Dodkin nodded. “I remember the item perfectly.”

It was Luke’s turn to stare. “You
remember
this item?”

“Certainly. It was, if I may say so, one of my little interpolations. A personal observation which I included among the other material.”

“Would you be kind enough to explain?”

Dodkin would be only too pleased to explain. “Last week I had occasion to visit an old friend over by Claxton Abbey, a fine Conformist, well adapted and cooperative, even if, alas, like myself, a junior executive. Of course, I mean no disrespect to good Davy Evans, like myself about ready for the pension—though little enough they allow nowadays…”

“The interpolation?”

“Yes, indeed. On my way home along the man-belt—on Sublevel 32, as I recall—I saw a workman of some sort—perhaps an electrical technician—toss several tools into a crevice on his way off-shift. I thought, now there’s a slovenly act—disgraceful! Suppose the man forgot where he had hidden his tools? They’d be lost! Our reserves of raw metallic ore are very low—that’s common knowledge—and every year the ocean water becomes weaker and more dilute. That man had no regard for the future of Organization. We should cherish our natural resources, do you not agree, sir?”
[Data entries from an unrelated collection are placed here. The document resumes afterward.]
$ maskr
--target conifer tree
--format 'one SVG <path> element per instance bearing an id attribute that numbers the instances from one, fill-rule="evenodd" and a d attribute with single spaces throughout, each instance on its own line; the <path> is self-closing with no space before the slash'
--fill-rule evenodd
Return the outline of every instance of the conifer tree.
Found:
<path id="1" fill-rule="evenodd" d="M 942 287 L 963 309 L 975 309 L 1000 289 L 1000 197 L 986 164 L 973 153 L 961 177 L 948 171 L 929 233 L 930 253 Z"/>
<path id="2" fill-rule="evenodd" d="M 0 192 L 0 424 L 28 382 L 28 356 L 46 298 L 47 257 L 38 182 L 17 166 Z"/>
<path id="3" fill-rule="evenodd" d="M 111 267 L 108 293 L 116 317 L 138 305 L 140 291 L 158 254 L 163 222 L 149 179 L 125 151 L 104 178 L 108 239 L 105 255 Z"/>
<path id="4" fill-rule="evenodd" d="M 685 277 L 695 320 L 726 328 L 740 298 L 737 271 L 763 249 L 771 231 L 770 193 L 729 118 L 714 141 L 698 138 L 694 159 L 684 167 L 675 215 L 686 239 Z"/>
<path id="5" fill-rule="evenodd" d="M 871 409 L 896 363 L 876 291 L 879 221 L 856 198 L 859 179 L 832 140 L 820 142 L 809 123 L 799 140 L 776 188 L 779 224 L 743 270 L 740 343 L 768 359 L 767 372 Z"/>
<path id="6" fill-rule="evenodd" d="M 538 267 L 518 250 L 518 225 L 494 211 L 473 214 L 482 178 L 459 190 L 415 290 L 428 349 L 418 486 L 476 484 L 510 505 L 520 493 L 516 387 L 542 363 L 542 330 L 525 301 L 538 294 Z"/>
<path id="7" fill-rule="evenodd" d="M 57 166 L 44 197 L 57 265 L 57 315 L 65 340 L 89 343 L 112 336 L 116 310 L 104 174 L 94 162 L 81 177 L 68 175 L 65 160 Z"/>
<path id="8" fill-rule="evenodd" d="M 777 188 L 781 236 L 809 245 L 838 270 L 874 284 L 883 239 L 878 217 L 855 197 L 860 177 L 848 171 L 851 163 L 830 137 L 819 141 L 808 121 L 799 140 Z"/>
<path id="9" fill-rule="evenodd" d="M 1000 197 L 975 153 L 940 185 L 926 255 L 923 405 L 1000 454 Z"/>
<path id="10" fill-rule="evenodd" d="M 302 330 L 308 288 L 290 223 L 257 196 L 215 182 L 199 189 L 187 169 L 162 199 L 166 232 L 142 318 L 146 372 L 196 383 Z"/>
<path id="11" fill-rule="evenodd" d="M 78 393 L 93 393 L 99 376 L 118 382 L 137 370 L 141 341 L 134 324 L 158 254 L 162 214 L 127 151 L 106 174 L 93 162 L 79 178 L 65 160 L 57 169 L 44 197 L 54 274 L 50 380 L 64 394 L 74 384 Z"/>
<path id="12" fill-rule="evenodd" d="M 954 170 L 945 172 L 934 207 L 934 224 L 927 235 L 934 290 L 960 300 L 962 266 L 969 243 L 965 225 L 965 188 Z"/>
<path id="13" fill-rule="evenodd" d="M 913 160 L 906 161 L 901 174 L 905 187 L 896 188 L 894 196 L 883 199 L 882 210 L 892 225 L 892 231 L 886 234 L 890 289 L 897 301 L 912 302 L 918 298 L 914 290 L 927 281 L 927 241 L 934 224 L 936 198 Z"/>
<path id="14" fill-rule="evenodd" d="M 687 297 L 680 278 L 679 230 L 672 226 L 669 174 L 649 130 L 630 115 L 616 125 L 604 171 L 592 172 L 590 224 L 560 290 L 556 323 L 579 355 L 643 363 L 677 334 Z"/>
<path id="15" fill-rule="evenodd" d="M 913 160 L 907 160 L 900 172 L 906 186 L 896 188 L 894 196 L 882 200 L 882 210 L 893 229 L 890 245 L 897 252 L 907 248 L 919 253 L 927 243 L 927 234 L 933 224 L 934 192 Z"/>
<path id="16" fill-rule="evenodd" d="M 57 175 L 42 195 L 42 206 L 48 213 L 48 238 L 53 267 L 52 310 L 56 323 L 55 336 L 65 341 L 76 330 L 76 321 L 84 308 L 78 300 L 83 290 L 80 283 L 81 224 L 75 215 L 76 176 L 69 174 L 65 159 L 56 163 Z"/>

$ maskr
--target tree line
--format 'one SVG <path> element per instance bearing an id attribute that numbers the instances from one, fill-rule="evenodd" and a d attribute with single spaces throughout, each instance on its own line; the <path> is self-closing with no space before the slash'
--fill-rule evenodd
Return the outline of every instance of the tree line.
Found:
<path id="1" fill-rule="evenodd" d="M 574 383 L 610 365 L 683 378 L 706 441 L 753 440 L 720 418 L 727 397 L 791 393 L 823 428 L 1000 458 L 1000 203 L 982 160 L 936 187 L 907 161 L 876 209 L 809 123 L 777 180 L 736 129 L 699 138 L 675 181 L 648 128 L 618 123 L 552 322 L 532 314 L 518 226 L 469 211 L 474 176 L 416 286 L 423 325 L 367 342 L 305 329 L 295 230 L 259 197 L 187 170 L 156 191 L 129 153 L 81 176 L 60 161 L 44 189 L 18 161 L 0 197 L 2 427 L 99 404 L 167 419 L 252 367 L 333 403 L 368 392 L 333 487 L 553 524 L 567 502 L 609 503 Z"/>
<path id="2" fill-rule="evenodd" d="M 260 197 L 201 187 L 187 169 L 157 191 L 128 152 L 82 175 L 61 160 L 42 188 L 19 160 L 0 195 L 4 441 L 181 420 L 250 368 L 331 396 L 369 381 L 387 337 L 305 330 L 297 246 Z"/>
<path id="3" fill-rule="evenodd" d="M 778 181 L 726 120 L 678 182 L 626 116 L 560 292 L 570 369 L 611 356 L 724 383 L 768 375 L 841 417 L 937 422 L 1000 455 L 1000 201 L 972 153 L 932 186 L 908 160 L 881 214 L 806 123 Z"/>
“I agree, naturally. But—”

“In any event, I returned here and added a memorandum to that effect into the material which goes up to the Assistant File Clerk. I thought that perhaps he’d be impressed and say a word to someone with influence—perhaps the Head File Clerk. In any event, there’s the tale of my interpolation. Naturally I attempted to give it weight by citing the inevitable diminution of our natural resources.”